Tuesday June 25, 2024

Transgender persons demand end to ‘medical gatekeeping’

By Our Correspondent
November 20, 2023
Participants can be seen during the Sindh Moorat March on November 19, 2023, in Karachis Ferere Hall. — Facebook/Aurat March
Participants can be seen during the Sindh Moorat March on November 19, 2023, in Karachi's Ferere Hall. — Facebook/Aurat March

Transgender persons in Karachi have demanded that Khwaja Siras wishing for the X gender marker never be subjected to medical gatekeeping. Their identity is for them to define and must be respected without unnecessary barriers, they said.

In the second Sindh Moorat March, a one-of-its-kind human rights march in the city, which was held at the Frere Hall on Sunday, transgender persons demanded criminalising all forms of discrimination and hate speech based on gender identity, gender expression and sex characteristics.

The march started with a two-minute silence to show solidarity with Palestinians. They also demanded the rigorous implementation of and follow-up on reported cases, which they said are crucial for the safety and dignity of all citizens.

They demanded that murders of Khwaja Siras must not be dismissed through the Qisas and Diyat laws. “Every life is precious, and justice must not be compromised,” according to their charter of demands.

They also criticised charging extra or denying housing based on gender identity, gender expression or sex characteristics, which they said should be criminalised. They demanded incorporating designated seats for Khwaja Siras in all public transport vehicles in Sindh, reaffirming their right to safety and equality in daily commute.

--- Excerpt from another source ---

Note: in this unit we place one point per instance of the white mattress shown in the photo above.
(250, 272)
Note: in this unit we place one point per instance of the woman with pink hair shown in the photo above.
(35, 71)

They demanded enforcing the existing 0.2 per cent employment quota for Khwaja Siras in all public sectors in the province. They also demanded designing a Khwaja-Sira-specific HIV programme with dedicated funding from the government. “This programme should be governed by a body of community-based activists to ensure its effectiveness and relevance.”

They demanded revising the educational curricula to encompass the profound political and cultural history of Khwaja Siras in South Asia, along with their significant positive roles and contributions in ancient societies and empires. They also demanded including detailed and sensitive coverage of Khwaja Siras and intersex conditions in biology.

They demanded that the government not deny their lawful rights to assets and inheritance, and that legislation be in place to ensure they are treated equitably in all inheritance matters.

They also demanded to be officially recognised as a protected indigenous population, and to acknowledge and preserve their rights, cultural significance and contributions through specific legislation.

As for education, they said that public educational institutions must rigorously enforce designated quotas for Khwaja Siras, promoting equal opportunities in higher education. They also demanded banning unnecessary surgeries of intersex children without informed consent.